Gluten-Free Adaptation
This classic Italian bean soup can be easily adapted for gluten-free diets without sacrificing authenticity. Simply substitute the traditional pasta with gluten-free pasta shapes, adding them in the final 7-8 minutes of cooking (as gluten-free pasta often cooks more quickly). Alternatively, replace the pasta entirely with an additional can of beans or 1 cup of diced potatoes added with the broth for a different but equally satisfying texture in your Pasta e Fagioli.
Storage and Serving
Store leftover Pasta e Fagioli in an airtight container in the refrigerator for up to 4 days. Note that the pasta will continue to absorb liquid as it sits, so your soup will thicken considerably. When reheating, add a splash of broth or water to reach your desired consistency, then warm gently on the stovetop or in the microwave until heated through. For longer storage, freeze portions without pasta for up to 3 months, adding freshly cooked pasta when reheating for the best texture.

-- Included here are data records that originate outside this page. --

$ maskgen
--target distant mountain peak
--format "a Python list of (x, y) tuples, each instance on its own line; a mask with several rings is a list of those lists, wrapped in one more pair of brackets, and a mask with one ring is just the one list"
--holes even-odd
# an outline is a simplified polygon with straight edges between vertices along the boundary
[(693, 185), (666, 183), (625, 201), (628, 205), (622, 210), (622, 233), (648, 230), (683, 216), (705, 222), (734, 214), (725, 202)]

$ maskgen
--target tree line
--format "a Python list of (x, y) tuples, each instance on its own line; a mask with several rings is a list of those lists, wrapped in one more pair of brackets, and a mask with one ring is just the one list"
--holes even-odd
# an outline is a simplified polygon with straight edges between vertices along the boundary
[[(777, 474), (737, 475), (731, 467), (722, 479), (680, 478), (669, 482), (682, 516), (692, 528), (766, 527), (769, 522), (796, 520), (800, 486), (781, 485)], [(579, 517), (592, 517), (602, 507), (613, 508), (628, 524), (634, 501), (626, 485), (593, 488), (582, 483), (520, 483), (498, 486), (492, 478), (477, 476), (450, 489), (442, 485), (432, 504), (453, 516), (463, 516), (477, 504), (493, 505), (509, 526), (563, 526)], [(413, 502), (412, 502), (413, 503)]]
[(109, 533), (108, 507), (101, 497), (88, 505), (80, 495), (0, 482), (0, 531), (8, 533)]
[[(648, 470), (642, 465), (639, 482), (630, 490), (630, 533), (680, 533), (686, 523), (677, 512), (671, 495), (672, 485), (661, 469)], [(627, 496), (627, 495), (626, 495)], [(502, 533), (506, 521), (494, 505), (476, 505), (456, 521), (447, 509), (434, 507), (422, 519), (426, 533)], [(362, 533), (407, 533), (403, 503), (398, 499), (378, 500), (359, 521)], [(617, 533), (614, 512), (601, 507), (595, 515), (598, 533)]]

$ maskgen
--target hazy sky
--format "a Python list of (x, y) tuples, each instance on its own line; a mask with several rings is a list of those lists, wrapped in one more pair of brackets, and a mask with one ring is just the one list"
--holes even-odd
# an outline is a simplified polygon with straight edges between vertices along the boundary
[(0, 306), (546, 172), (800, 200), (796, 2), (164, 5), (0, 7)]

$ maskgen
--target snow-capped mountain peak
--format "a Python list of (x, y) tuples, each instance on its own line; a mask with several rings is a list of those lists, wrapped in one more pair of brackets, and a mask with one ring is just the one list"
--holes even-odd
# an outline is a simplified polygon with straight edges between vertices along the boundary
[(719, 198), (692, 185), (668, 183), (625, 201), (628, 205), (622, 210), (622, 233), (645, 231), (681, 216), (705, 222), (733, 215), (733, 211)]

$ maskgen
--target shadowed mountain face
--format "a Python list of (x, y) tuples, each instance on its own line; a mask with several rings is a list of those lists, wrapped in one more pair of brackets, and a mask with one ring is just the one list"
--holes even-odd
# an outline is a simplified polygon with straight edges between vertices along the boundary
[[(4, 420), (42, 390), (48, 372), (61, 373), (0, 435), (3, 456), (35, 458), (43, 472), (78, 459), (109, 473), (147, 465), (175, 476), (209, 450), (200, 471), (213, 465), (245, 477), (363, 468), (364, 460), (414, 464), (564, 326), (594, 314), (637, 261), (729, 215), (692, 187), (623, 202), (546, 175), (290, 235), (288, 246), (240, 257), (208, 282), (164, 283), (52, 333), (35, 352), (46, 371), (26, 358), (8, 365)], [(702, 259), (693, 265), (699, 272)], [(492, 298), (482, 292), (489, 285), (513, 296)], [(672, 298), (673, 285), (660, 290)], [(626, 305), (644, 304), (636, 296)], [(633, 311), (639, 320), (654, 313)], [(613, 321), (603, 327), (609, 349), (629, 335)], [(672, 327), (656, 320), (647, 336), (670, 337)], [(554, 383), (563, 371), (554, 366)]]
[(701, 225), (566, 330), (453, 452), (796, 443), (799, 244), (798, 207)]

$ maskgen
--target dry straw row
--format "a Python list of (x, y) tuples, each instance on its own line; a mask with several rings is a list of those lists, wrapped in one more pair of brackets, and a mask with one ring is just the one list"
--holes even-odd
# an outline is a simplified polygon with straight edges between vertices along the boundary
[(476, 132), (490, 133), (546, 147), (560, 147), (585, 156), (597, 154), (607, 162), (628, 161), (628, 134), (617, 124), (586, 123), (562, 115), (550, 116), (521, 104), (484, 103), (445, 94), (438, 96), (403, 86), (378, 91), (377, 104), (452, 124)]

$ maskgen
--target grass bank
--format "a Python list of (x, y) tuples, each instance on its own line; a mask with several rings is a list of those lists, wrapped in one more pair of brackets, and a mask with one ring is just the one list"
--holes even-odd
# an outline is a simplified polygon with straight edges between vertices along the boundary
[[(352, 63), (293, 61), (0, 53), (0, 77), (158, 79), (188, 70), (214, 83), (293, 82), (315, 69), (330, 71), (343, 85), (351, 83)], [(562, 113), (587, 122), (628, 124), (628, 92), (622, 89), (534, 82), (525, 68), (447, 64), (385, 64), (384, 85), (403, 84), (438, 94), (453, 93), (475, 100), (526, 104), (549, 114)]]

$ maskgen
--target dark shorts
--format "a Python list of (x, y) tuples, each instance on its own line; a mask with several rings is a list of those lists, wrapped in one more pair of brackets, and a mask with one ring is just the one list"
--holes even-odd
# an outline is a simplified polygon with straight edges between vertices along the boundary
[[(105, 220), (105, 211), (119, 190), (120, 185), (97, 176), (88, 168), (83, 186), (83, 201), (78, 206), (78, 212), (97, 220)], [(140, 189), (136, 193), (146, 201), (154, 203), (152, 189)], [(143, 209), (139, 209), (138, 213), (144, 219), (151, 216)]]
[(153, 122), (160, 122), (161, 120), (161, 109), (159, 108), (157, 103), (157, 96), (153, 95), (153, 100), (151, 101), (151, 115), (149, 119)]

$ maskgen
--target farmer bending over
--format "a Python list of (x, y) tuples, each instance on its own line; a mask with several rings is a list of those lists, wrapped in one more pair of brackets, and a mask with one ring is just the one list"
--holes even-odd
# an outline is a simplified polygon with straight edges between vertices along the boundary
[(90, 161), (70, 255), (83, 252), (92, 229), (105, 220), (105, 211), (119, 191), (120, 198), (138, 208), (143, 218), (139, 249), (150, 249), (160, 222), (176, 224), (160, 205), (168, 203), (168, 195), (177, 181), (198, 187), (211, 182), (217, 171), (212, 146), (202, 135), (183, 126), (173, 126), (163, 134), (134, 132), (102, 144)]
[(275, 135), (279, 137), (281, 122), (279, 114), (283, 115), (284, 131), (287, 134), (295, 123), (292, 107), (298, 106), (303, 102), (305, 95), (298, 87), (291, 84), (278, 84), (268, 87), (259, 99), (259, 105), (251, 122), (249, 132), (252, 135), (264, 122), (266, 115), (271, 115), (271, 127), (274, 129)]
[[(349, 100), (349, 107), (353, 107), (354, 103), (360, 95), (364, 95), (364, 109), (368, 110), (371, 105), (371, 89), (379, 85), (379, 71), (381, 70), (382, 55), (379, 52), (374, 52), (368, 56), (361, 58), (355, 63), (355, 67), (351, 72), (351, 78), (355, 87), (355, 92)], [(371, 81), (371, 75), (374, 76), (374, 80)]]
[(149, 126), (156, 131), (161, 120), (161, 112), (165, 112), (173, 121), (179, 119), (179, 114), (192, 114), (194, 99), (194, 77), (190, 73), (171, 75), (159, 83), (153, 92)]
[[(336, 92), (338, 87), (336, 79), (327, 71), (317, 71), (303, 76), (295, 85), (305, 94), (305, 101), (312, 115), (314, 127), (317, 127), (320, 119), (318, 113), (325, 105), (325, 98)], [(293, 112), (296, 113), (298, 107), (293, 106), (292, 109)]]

Serve this rustic Italian soup as a complete meal with a simple arugula salad dressed with lemon juice and olive oil for a refreshing contrast to the hearty soup. For a traditional Italian dinner experience, offer Pasta e Fagioli as a primo (first course) followed by a simple protein like grilled fish or chicken. My favorite serving suggestion is to accompany the soup with thick slices of garlic-rubbed, toasted ciabatta bread for dipping into the flavorful broth—this transforms an already delicious soup into an unforgettable meal that celebrates the best of Italian comfort food.
FAQs
Can I use dried beans instead of canned?
Absolutely! Soak 1½ cups of dried cannellini beans overnight, then drain and cook them in fresh water until tender (about 1-1.5 hours) before adding to the Pasta e Fagioli. This method requires more time but delivers superior flavor and texture.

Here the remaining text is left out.